In this star-crossed corner of the world, we should have known, we were certainly warned. Whether you believe in the curse of recurrent violence or not, you have to accept that such events are not things of chance. Even as I write, the Israeli military has declared a timescale for their incursion in Lebanon. Whatever they might say about "de-fanging" the snake of Hizbullah, they are intent on the physical and psychological destruction of their neighbours. Every day, I read reports or listen to the apologists of this crisis accuse each other; Meanwhile, innocents die on either side of their debate. No wonder the curse returns - such mindsets are stuck in a time warp, and nothing less than a purging of the intellect and imagination will ultimately dispel it. But how can that be done?

Drawing on his clinical experience, Dr Nathaniel Laor, a psychiatrist from Israel, illustrates how hate damages psychic structures. Two factors play a crucial role: first, hate gives, or can give, a form of pleasure; second, and more importantly, hate is addictive. And it is contagious; a potential epidemic. Perhaps that is the poison at the heart of the flower. Maybe the protagonists who are butchering the country need to go for a long session of counselling with Dr Laor.

About a dozen years ago, I was an invited speaker at an international conflict resolution conference held in Derry in Northern Ireland. Ehud Olmert was also a guest speaker. In his address, he said: "Political leaders can help change the psychological climate which affects the quality of relationships among people." And he concluded: "How are fears born? They are born because of differences in tradition and history; they are born because of differences in emotional, political and national circumstances. Because of such differences, people fear they cannot live together. If we are to overcome such fear, a credible and healthy political process must be carefully and painfully developed. A political process that does not aim to change the other or to overcome differences, but that allows each side to live peacefully in spite of their differences." I can only ask my fellow contributor, now prime minister of Israel: "What happened, Ehud? How does the havoc and slaughter of your neighbours tally with your inspiring sentiments?"
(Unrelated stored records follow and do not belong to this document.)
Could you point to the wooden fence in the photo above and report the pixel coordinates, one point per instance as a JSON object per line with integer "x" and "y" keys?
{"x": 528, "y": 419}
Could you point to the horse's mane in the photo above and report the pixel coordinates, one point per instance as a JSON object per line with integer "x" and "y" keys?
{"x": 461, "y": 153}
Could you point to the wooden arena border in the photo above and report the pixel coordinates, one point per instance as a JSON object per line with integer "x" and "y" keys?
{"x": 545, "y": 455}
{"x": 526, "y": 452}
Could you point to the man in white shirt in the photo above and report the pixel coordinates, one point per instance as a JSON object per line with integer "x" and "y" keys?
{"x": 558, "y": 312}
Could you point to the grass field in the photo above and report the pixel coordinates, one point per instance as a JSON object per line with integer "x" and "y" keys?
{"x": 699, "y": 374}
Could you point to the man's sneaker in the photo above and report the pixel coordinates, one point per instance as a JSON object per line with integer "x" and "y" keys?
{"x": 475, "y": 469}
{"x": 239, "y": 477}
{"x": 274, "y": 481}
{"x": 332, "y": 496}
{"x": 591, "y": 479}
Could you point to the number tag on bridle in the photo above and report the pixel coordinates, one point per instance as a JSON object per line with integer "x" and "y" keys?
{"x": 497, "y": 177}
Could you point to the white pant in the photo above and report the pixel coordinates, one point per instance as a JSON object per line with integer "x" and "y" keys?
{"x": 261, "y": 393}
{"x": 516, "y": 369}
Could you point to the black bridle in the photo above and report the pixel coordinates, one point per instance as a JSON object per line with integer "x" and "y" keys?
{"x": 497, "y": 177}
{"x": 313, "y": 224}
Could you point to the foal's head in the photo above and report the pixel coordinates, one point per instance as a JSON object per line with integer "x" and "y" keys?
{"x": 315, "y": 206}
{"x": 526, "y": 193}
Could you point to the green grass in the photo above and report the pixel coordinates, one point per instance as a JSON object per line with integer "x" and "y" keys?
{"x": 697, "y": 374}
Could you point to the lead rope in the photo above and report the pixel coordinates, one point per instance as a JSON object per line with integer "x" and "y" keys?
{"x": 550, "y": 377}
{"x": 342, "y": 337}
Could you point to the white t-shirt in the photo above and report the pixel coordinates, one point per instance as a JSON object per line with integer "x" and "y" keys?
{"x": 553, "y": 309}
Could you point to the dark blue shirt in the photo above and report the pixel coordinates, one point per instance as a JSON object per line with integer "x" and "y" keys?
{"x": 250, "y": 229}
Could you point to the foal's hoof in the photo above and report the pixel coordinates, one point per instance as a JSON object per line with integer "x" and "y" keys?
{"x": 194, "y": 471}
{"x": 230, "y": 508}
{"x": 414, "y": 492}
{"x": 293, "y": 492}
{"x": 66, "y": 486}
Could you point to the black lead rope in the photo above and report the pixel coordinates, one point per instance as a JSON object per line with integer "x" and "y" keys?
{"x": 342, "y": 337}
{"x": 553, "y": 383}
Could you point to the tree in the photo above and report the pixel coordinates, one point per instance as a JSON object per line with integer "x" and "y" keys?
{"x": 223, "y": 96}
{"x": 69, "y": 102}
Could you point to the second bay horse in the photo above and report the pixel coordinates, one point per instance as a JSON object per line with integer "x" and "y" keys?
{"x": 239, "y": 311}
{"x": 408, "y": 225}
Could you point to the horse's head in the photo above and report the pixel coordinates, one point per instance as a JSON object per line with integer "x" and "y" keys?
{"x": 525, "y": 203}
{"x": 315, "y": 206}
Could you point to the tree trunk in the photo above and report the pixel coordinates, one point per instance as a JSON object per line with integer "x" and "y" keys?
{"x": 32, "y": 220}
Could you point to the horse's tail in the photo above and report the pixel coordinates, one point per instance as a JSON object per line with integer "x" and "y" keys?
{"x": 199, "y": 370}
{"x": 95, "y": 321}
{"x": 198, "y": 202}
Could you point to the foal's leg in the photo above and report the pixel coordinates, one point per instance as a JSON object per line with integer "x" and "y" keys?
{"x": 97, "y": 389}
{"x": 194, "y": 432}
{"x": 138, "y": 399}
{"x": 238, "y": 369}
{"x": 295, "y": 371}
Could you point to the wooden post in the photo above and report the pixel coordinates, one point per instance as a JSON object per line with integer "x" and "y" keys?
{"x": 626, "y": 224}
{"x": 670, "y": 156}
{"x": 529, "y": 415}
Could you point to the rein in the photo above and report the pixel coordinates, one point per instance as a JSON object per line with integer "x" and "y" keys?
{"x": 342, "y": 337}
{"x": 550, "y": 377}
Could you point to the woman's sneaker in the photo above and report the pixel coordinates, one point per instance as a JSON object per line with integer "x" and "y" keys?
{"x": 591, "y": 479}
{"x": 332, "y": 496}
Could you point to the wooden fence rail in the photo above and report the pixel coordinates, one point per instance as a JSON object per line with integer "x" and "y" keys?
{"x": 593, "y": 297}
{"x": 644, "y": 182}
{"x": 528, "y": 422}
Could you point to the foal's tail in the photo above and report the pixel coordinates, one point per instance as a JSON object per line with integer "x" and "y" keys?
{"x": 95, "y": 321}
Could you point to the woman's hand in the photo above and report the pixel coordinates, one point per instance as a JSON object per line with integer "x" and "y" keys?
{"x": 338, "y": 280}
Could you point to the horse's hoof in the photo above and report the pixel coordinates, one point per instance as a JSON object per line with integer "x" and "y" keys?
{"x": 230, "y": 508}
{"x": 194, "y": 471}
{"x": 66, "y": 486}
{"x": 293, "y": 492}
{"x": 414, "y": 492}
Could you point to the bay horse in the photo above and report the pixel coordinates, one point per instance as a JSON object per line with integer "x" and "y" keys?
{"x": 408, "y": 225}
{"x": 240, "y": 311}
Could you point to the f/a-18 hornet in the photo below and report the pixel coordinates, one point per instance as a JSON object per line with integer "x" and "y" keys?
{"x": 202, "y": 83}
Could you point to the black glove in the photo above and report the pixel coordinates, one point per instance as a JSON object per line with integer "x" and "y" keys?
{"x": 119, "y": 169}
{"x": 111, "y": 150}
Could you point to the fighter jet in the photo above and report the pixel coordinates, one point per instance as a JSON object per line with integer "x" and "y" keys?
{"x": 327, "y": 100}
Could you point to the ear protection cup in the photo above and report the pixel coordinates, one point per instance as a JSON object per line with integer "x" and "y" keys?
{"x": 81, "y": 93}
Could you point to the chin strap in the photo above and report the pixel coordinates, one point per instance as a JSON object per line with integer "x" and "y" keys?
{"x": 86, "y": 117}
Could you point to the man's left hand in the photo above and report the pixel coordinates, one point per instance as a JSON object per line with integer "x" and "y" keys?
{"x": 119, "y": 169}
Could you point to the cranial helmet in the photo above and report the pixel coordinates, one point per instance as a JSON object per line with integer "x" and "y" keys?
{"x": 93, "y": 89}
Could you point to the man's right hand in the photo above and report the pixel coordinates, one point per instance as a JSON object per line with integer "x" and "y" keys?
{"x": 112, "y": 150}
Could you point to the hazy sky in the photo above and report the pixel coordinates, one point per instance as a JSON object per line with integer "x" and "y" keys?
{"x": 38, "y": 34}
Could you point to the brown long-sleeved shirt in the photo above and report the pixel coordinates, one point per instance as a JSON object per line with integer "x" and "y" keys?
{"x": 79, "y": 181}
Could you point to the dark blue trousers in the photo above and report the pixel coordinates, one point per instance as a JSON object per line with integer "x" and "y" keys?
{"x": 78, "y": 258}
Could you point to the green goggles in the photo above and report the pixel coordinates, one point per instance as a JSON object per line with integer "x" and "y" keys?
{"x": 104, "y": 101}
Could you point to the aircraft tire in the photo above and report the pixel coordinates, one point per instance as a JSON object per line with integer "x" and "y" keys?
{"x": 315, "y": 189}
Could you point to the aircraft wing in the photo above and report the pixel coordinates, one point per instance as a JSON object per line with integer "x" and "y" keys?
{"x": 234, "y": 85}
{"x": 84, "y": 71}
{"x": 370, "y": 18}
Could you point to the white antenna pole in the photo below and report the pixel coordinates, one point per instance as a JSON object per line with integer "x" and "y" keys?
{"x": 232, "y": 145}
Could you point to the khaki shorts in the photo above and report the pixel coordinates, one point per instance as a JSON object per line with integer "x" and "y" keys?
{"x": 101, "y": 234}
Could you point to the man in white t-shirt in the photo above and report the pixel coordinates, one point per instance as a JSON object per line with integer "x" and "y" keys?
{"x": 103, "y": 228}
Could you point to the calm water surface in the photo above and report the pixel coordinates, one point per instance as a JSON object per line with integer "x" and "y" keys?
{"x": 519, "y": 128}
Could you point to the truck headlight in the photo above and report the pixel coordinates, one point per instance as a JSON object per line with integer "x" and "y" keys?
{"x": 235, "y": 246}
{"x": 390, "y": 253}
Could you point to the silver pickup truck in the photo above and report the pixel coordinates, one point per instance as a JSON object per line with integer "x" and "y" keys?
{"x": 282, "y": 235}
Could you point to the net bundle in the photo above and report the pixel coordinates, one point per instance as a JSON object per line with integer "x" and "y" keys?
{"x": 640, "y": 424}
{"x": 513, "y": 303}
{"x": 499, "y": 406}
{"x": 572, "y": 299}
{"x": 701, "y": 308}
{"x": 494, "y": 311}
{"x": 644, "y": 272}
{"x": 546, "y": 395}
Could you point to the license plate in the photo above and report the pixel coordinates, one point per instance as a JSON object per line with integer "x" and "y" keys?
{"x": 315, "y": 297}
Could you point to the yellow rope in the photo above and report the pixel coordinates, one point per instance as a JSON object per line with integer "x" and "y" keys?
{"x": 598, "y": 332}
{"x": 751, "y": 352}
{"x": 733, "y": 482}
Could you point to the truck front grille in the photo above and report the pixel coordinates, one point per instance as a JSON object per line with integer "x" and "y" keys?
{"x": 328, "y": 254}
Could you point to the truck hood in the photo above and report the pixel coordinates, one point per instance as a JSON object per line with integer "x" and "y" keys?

During my life, I have come to accept that there are very good reasons why Jews hate Muslims and vice versa. Often, they are eloquent in their arguments and can convincingly document reasons for their antipathy and suspicion. Yet wholesale genocide is no solution - and both sides know it. They have no alternative but to coexist.

Coexistence is the minimal, least demanding way for people to relate to one another without violence. It is not the same thing as love, or even as friendship. On the contrary, it is an expression of distance, an acknowledgment that boundaries will remain. It is informed by an attitude of live and let live; that is precisely the message that neither side in the war in Lebanon wants to hear or declare.

It is an ideal without illusions. Its object is not the seamless union of opposites but a practical relationship of mutual respect. It does not deny difference; it disarms it, robbing it of its power to wound or kill. In a pluralist society, ethnic and cultural differences are not abolished. They are legitimated, while society strives to guarantee that the law will be blind to them. It is not easy to achieve but when there is no alternative, it is worth trying.

For now, I've put off my visit to Lebanon. But I might return to that poem and rework it. But then, I think cynically, what's the point? Nothing changes in this corner of the earth.